Tracing — full prompt, response, model version, parameters, latency, and outcome for every call. This is your debugger, your eval-dataset source, and your audit log.
Token and cost tracking — attribute token usage and spend per feature, per user, per route. Cost surprises are nearly always a missing dashboard. The token-usage-profiler skill helps here.
Eval monitoring and drift — run an LLM-as-judge or rule-based eval against a sample of live traffic and chart the score over time. A provider model update, a prompt edit, or shifting input distribution can silently degrade quality; a drift line catches it before users do.

5. Roll out safely

A prompt change is a code change. A model-version bump is a dependency upgrade. Both can regress quality with zero warning, so gate them.

Eval gate in CI — keep an eval dataset of representative inputs with expected behavior, and fail the build if the score drops below threshold. This is the single best defense against prompt/model regressions.
Canary / staged rollout — release to 1–5% of traffic first, watch latency, error rate, cost, and eval score, then ramp. The canary-release-planner skill structures this.
One-click rollback — pin the model version and prompt as deployable config so you can revert instantly. Never let "latest" float in production.

The production-readiness checklist

Before you flip a feature on for real traffic, confirm:

Sourcing — API-vs-self-host decision made deliberately, with a cost/latency/residency rationale.
Reliability — timeout, retry+backoff+jitter, circuit breaker, and fallback on every call path.
Cost/latency — streaming on, caching where applicable, prompts trimmed, routing in place.
Observability — tracing, per-feature cost tracking, and an eval-drift signal live.
Rollout — eval gate in CI, canary plan, instant rollback.
Rate limits & quotas — your throughput modeled against the provider's limits, with backpressure (a queue) so a spike degrades gracefully instead of mass-429ing.
Secrets — API keys in a secrets manager (never in code, env files in the repo, or client bundles), scoped and rotatable; per-environment keys so a leak is contained.

The prompt got you the demo. This list gets you to production.

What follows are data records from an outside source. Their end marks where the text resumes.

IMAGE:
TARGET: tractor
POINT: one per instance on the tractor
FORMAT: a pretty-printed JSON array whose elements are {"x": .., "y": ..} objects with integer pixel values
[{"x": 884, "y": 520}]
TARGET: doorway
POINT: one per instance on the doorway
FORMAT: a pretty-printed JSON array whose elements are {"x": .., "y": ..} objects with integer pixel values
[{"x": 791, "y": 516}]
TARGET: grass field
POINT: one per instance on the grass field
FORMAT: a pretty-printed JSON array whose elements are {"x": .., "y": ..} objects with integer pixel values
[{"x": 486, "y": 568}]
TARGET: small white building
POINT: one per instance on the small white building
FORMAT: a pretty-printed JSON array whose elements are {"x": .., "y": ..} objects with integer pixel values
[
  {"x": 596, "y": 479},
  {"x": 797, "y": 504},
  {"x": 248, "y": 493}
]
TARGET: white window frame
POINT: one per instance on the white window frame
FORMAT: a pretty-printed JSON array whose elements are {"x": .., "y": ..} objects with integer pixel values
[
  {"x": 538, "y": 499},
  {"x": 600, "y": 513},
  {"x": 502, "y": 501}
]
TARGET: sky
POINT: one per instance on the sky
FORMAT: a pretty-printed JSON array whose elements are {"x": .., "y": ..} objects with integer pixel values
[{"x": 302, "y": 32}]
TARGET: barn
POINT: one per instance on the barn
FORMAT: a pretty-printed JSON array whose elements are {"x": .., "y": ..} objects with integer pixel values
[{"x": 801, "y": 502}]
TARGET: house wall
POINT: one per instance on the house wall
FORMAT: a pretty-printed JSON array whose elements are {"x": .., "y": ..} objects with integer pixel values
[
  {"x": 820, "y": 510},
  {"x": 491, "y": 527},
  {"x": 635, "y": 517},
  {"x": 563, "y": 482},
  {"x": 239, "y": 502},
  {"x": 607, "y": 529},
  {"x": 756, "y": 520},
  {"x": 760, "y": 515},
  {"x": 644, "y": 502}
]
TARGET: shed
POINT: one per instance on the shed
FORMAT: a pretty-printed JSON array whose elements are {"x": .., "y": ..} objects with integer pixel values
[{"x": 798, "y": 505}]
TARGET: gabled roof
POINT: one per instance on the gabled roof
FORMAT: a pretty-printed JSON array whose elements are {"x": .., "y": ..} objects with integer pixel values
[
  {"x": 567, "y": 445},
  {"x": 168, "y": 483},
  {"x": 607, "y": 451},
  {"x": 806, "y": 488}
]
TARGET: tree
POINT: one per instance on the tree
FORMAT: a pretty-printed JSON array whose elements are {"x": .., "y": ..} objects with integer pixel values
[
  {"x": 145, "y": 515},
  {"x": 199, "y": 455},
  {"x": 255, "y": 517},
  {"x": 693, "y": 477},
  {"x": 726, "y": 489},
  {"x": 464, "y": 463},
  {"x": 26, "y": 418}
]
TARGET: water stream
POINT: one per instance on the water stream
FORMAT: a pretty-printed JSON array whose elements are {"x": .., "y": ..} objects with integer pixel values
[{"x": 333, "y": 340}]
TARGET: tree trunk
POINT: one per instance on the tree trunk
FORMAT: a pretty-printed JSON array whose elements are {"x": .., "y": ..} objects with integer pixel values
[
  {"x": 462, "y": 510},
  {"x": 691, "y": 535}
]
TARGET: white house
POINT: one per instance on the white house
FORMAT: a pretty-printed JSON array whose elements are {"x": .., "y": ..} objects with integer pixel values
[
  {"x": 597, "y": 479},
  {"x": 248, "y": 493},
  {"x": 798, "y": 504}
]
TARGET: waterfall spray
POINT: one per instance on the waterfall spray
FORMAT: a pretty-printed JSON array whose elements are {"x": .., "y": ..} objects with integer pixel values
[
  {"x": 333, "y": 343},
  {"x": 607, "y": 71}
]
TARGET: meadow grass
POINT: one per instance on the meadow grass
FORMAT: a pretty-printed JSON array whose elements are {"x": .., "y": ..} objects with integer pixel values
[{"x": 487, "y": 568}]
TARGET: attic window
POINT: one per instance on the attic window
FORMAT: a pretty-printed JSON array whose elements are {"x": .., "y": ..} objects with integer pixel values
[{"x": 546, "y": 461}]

Frequently asked questions

Should I use a hosted API or self-host my LLM in production?: Default to a hosted API. Self-hosting only pays off at sustained high volume, when you need predictable low latency under your own control, or when data-residency rules forbid sending data to a third party. Below that threshold the GPU spend, on-call burden, and serving complexity outweigh per-token savings.
What is the single most important thing to add before shipping an LLM feature?: Tracing. Capture the full prompt, response, model, latency, token counts, and cost for every call. Without it you cannot debug failures, attribute spend, detect quality drift, or build evals from real traffic.
How do I handle a provider outage or rate limit in production?: Combine retries with exponential backoff and jitter (for transient 429s and 5xxs), a circuit breaker (to stop hammering a dead provider), and a fallback to a second provider or a smaller model. A gateway can centralize all three so your application code stays simple.